A decisão de Ponta em aprovar a construção da mesquita, que imitará a arquitetura da era otomana, foi recebida com indignação em um país que esteve sob o jugo turco-otomano durante quase cinco séculos, até 1877.
"A Turquia procura obter uma conquista simbólica da Europa por meio dessas mesquitas", realçou Tudor Ionescu, líder do partido anti-imigração Noua Dreaptă (Nova Direita). "Não sei porque somos merecedores de tamanha benção". Noua Dreaptă organizou protestos contra o projeto onde as pessoas entoavam "a Romênia não é uma província turca."
Romenos protestam contra o projeto de construção de uma Mega Mesquita turca em Bucareste, 10 de abril de 2016. (imagem: captura de tela da RT) |
Os críticos argumentam que o tamanho descomunal da mesquita é totalmente desproporcional em relação à pequena população muçulmana de Bucareste. O complexo de 13.000 metros quadrados, a ser erguido nos arredores da feira de negócios Romexpo, inclui uma mesquita para 2.000 fiéis, uma escola para o estudo do Alcorão, uma biblioteca e um centro de lazer.

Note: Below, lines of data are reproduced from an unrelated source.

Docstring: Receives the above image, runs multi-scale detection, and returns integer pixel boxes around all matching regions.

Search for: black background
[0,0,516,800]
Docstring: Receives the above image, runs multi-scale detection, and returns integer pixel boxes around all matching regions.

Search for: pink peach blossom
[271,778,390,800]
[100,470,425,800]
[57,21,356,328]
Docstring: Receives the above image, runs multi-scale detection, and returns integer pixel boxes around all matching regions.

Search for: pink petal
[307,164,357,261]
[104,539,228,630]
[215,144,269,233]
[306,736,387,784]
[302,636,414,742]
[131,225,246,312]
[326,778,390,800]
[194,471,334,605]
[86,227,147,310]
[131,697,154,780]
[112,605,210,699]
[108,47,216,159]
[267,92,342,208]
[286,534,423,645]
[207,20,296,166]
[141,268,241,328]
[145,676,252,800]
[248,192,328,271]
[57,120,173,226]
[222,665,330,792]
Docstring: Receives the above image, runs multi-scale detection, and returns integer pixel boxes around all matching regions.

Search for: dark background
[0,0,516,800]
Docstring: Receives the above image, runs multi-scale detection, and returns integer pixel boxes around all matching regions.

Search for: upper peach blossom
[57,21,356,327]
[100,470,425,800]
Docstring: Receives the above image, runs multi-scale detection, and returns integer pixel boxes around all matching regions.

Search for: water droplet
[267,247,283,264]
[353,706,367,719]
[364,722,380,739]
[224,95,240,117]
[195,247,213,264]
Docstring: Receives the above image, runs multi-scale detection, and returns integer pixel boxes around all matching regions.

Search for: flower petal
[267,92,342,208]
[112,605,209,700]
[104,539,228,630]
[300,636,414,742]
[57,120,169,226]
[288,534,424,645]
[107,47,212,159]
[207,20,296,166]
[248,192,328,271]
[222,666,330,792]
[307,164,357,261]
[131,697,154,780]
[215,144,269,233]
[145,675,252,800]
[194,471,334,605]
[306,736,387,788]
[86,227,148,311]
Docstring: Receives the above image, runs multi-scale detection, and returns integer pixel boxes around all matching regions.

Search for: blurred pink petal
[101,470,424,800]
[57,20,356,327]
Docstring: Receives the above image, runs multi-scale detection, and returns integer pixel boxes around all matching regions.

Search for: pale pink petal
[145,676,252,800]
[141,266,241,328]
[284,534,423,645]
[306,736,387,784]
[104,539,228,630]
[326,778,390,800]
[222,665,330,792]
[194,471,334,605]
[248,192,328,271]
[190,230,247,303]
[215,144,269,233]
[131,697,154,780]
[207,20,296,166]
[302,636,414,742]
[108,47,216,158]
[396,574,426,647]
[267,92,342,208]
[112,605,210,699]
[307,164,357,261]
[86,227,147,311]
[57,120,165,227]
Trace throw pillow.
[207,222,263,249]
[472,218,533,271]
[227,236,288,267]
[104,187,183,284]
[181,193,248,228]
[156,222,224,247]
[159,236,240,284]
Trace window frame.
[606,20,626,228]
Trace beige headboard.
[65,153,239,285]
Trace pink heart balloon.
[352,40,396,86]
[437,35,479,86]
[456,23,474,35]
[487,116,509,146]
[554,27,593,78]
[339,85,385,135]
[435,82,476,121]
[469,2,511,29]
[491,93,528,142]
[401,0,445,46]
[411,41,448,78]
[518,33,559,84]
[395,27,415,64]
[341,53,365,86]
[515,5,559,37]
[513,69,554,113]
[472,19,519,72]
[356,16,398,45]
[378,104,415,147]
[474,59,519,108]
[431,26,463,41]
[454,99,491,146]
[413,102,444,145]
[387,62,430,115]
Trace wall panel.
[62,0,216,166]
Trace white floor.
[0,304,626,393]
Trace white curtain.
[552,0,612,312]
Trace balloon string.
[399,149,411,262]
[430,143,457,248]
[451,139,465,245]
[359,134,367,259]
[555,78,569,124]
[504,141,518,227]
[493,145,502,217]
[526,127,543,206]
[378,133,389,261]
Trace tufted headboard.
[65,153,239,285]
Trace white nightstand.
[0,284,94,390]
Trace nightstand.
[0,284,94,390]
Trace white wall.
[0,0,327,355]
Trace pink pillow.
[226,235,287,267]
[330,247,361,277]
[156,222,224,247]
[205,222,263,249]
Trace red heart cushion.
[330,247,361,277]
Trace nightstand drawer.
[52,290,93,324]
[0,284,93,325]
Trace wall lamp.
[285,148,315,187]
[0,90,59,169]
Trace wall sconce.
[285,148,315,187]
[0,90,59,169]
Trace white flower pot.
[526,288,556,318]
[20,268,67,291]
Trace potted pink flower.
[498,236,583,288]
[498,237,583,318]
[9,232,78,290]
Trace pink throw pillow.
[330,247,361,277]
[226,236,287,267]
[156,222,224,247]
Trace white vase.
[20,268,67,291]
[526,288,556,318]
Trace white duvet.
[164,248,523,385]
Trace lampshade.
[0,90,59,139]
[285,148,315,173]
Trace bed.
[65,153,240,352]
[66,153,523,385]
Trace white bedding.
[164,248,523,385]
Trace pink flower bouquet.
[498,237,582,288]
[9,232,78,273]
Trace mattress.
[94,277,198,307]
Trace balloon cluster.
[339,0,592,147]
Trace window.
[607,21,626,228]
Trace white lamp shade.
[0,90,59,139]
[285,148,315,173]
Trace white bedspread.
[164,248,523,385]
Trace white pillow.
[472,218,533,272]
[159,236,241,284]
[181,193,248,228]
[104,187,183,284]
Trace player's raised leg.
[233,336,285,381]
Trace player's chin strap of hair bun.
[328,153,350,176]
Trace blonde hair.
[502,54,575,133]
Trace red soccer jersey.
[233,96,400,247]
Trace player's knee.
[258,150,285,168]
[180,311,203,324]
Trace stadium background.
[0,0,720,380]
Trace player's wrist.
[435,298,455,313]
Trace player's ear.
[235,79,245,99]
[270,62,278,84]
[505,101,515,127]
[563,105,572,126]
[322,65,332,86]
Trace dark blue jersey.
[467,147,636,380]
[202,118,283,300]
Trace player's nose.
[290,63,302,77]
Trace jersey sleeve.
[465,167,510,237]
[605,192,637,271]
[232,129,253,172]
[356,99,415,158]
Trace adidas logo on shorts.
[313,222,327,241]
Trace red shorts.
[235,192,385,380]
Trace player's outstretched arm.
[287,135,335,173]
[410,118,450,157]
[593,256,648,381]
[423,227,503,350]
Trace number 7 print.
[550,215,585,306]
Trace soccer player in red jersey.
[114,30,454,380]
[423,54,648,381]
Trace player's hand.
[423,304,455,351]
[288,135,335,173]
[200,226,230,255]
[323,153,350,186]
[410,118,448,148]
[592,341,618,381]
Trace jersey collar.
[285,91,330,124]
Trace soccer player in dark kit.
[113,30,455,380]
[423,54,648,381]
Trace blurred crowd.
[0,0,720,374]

Em Bucareste residem cerca de 9.000 muçulmanos que dispõem de dez mesquitas espalhadas pela cidade. A população muçulmana da Romênia é de 65.000 habitantes, ou seja, menos de 1% da população do país de 19,5 milhões. A maioria é de etnia turca e tártara que vive em Dobruja na região leste da Romênia.
Em entrevista concedida ao Balkan Insight, o historiador Ionut Cojocaru assinalou:
"É um tanto espantoso construir uma mesquita dessa magnitude em um país onde o número de muçulmanos é tão pequeno. Este é apenas um sinal da política neo-otomana da Turquia projetada para promover seus interesses econômicos e políticos ao redor dos Bálcãs. "
A Turquia vem se engajando em uma farra de construções de mega mesquitas na região dos Bálcãs e na Europa Oriental como parte de uma iniciativa de Ancara em expandir sua influência — e sua acepção do Islã — naquela região.
Em uma série de entrevistas concedidas a Michael Bird, especialista em assuntos dos Bálcãs, inúmeros observadores assinalaram que o programa internacional de construção de mesquitas do presidente turco Recep Tayyip Erdoğan faz parte de um plano para projetar a Turquia como eminente nação muçulmana.
"Em última análise, todas as mesquitas no exterior com a marca registrada turca tendem a reforçar o discurso da Turquia de ser uma potência islâmica", ressaltou Kerem Oktem, professor de Turquia moderna na Universidade de Graz.
Ozgur Kazim Kivanc, ativista contrário à destruição de patrimônios públicos por Erdoğan para a construção de mesquitas acrescentou:
"O Império Romano costumava construir templos nas regiões conquistadas para lembrar à população da sua conquista. Acreditamos que o instinto seja o mesmo. Lugares de culto não são obrigatórios para espalhar um sistema de crenças — especialmente no que se refere ao Islã. Este plano não foi elaborado para que houvesse recintos para rezas, se trata sim de marcação de território da sua autoridade por meio de um monumento".
O ex-presidente romeno Traian Basescu teme que a mesquita em Bucareste poderá alimentar o extremismo islâmico no país. Ele salientou que o projeto da mesquita é "irresponsável" e uma ameaça à segurança nacional. No Facebook ele assinalou:
"Talvez seja difícil imaginar que em uma estação de metrô em Bucareste, durante a hora do rush, um jovem detone uma bomba presa ao corpo em nome de Alá. Ou então que a inteligência não consiga ajudar a imaginar jovens romenos que fracassaram na vida sendo enviados a campos de treinamento na Síria, Iraque ou Afeganistão e trazidos de volta à Europa a fim de nos trazer as benesses do Estado Islâmico".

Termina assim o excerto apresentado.